Il me donnait constamment l'impression que c'était ma faute s'il me battait, que si je ne le poussais pas à bout, il était capable d'être le meilleur homme qui soit. Alors, je faisais attention à ne pas le mettre en colère. Mais il y avait toujours un truc qui m'échappait, et ce truc déclenchait sa rage, et le cycle reprenait.
Puis venait la proposition... Cette maudite proposition.
Je ne doute pas qu'il la fera à Adela. Mais avant ça, il va la briser psychologiquement, lui donner l'impression qu'elle n'a pas d'autre alternative que d'accepter.

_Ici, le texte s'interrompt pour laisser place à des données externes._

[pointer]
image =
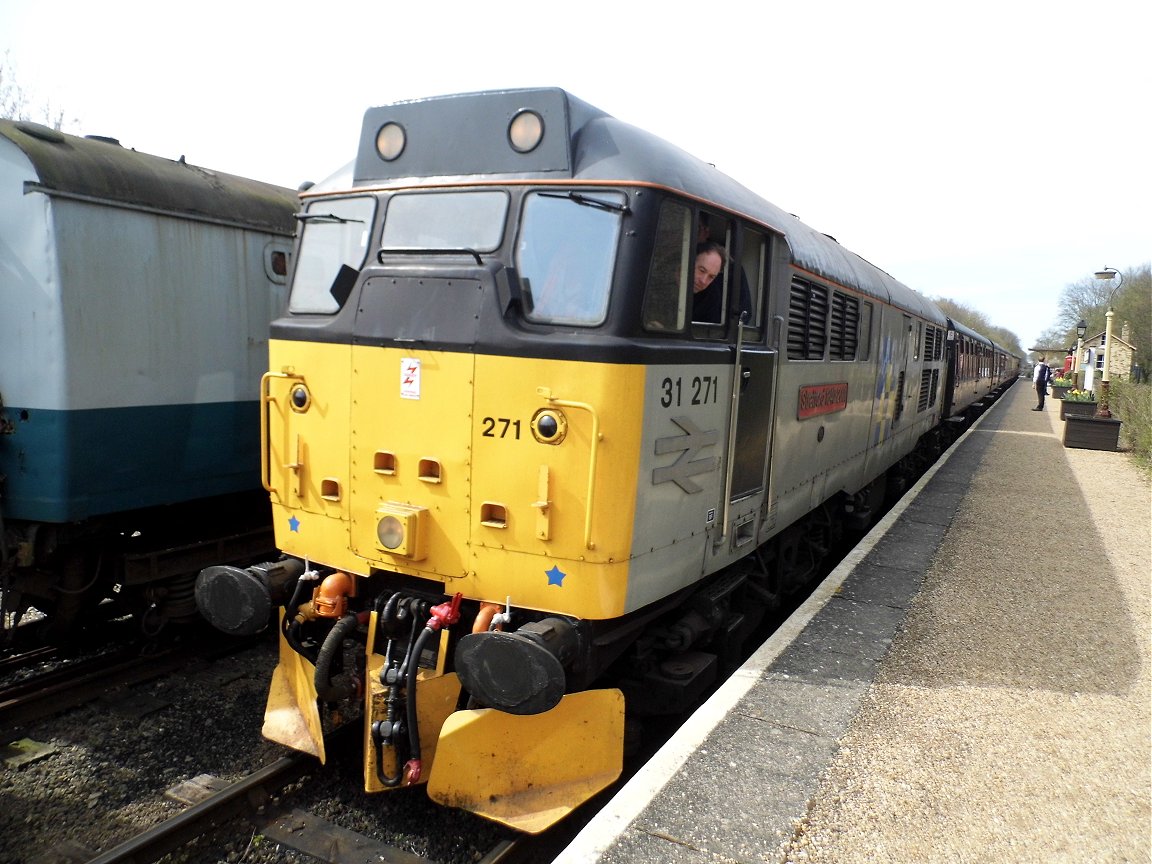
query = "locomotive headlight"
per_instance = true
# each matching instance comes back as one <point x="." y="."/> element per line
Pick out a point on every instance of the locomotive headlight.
<point x="391" y="531"/>
<point x="389" y="141"/>
<point x="550" y="425"/>
<point x="301" y="399"/>
<point x="400" y="529"/>
<point x="525" y="131"/>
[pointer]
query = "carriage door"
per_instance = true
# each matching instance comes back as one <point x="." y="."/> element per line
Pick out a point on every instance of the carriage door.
<point x="756" y="372"/>
<point x="907" y="353"/>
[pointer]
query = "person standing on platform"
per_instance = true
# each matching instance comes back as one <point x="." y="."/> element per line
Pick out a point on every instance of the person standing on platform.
<point x="1040" y="377"/>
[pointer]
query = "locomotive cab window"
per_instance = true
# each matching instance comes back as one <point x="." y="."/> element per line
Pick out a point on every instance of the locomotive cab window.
<point x="333" y="247"/>
<point x="566" y="255"/>
<point x="694" y="268"/>
<point x="445" y="221"/>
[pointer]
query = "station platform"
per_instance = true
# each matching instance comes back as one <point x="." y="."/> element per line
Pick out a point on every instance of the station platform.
<point x="970" y="684"/>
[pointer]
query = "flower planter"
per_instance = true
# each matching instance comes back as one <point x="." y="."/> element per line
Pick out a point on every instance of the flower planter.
<point x="1069" y="408"/>
<point x="1091" y="433"/>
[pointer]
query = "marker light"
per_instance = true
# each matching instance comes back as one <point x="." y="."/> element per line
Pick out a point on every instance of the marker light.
<point x="400" y="529"/>
<point x="391" y="531"/>
<point x="389" y="141"/>
<point x="300" y="398"/>
<point x="525" y="131"/>
<point x="550" y="426"/>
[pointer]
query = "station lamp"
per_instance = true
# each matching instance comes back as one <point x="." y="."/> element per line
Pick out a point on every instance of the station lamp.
<point x="1101" y="409"/>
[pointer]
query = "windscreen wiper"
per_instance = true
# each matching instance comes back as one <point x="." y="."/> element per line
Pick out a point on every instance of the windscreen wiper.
<point x="408" y="250"/>
<point x="326" y="218"/>
<point x="590" y="202"/>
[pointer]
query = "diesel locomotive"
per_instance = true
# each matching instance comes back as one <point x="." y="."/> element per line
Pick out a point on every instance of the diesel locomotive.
<point x="137" y="294"/>
<point x="523" y="484"/>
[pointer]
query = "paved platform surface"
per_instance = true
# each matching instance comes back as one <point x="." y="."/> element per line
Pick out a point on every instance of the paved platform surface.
<point x="971" y="684"/>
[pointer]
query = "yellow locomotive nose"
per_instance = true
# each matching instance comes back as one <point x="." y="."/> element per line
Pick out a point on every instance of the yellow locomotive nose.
<point x="521" y="672"/>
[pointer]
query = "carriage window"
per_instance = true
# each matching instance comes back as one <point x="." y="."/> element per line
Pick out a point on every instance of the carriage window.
<point x="566" y="255"/>
<point x="673" y="256"/>
<point x="333" y="245"/>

Fais-le pour moi une seule fois, et je ne te mettrai plus dans la boîte.
Fais-le pour moi une seule fois, et je ne lèverai plus la main sur toi.
Fais-le pour moi et on sera heureux, tu verras, tu vas aimer, il n'y a rien de mal à ça.
J'ai refusé, parce que je voulais conserver ma dignité aux yeux du monde, mais Adela sera-t-elle assez forte ?
Fera-t-elle le choix de vivre toute sa vie dans la malle ou va-t-elle accepter de se mêler au désir pervers de Giacomo ?
Ce qu'Adela ignore, c'est que ça ne sera jamais une seule fois. Il va lui demander de le faire encore et encore jusqu'à ce que son cerveau le normalise.
Je prends une énorme bouchée, même les aliments ici ont un goût étrange.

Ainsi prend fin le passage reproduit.